11.98k stars 2.92k forks source link

examples/text_matching/simcse 中结果无法复现 #3245

Closed jeffzhengye closed 1 year ago

jeffzhengye commented 2 years ago

examples/text_matching/simcse 中结果无法复现。readme 中数据集，参数都是已经设定好的，按理说直接运行就可以复现，但是无法复现readme中结果。差不多每个数据都差10个百分点，可能是什么原因啊？以下是我的训练命令： ··· python -u -m paddle.distributed.launch --gpus '0' \ train.py \ --device gpu \ --save_dir ./checkpoints/ \ --batch_size 64 \ --learning_rate 5E-5 \ --epochs 1 \ --save_steps 100 \ --eval_steps 100 \ --max_seq_length 64 \ --dropout 0.3 \ --dup_rate 0.32 \ --warmup_proportion 0.1 \ --train_set_file "./senteval_cn/LCQMC/train.txt" \ --test_set_file "./senteval_cn/LCQMC/dev.tsv" ···

JunnYu commented 2 years ago

你好，我发现了 https://github.com/PaddlePaddle/PaddleNLP/pull/2728 这个PR将预训模型从ernie-1.0转化为ernie-3.0-medium-zh了。因此如果你想要复现结果的话，可以修改一下代码，train.py里面的预训练模型改成ernie-1.0

下面的这个我没跑完，改完模型后，效果不会差10个点了。

jeffzhengye commented 2 years ago

我试试，不过按理，不会差这么多。而且3.0应该更好才对啊

JunnYu commented 2 years ago

ernie3.0 meduim是 "num_hidden_layers": 6 层的模型。 ernie1.0 base是 "num_hidden_layers": 12 层的模型。层数不同效果有所差距。
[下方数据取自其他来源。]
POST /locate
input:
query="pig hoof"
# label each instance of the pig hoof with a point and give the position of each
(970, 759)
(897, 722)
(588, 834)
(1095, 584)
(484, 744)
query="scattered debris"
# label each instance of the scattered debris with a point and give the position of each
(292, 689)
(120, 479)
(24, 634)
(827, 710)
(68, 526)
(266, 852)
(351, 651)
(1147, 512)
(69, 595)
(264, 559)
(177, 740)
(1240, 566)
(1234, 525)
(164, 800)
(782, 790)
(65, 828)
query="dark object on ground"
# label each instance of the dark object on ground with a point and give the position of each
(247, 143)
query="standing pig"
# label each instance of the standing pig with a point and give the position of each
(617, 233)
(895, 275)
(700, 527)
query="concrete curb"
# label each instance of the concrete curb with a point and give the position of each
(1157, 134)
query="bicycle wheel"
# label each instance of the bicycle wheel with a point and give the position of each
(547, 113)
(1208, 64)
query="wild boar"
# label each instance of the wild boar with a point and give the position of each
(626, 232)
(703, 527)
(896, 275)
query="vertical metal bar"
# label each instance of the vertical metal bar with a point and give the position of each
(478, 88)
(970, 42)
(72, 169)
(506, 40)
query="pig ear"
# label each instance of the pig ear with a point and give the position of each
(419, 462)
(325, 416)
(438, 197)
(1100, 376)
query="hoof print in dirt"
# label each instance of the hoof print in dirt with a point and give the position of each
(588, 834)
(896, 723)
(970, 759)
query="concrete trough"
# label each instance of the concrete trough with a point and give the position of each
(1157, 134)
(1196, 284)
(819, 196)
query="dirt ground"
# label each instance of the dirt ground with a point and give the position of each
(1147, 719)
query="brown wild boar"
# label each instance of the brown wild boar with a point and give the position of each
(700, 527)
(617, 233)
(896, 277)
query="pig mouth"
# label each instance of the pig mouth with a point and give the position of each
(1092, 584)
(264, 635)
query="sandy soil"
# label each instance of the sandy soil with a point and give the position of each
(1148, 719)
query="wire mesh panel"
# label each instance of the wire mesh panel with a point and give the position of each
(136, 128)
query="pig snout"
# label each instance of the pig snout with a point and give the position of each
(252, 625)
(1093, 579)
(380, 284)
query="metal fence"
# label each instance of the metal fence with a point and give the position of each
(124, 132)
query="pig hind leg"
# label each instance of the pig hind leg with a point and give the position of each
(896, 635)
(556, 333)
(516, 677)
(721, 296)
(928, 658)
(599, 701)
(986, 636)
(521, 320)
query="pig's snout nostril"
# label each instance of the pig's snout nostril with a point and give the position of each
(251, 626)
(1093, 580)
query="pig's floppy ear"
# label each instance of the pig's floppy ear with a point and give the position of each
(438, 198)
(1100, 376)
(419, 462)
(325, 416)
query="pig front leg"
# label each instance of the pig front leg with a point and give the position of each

jeffzhengye commented 2 years ago

ernie3.0 meduim是 "num_hidden_layers": 6 层的模型。 ernie1.0 base是 "num_hidden_layers": 12 层的模型。层数不同效果有所差距。

层数好像不是关键因素，换"ernie-3.0-base-zh"，也是12层，结果还是差10点左右。可能还有什么其它原因啊？

下面是ernie-1.0 和 ernie-3.0-base-zh 的参数对比。

"ernie-1.0": { "attention_probs_dropout_prob": 0.1, "hidden_act": "relu", "hidden_dropout_prob": 0.1, "hidden_size": 768, "initializer_range": 0.02, "max_position_embeddings": 513, "num_attention_heads": 12, "num_hidden_layers": 12, "type_vocab_size": 2, "vocab_size": 18000, "pad_token_id": 0, }, "ernie-3.0-base-zh": { "attention_probs_dropout_prob": 0.1, "hidden_act": "gelu", "hidden_dropout_prob": 0.1, "hidden_size": 768, "initializer_range": 0.02, "max_position_embeddings": 2048, "num_attention_heads": 12, "num_hidden_layers": 12, "task_type_vocab_size": 3, "type_vocab_size": 4, "use_task_id": True, "vocab_size": 40000 },

JunnYu commented 2 years ago

这可能有多种原因造成：

这两个模型训练的方法（是否融入了知识，ernie1.0在训练的时候融入了知识信息，是否使用NSP任务之类的）。
这两个模型训练使用的数据集和训练时间。
还有那个下游微调的参数对于ernie1.0可能非常好，但是对于3.0可能不太友好。(最可能是这个原因！)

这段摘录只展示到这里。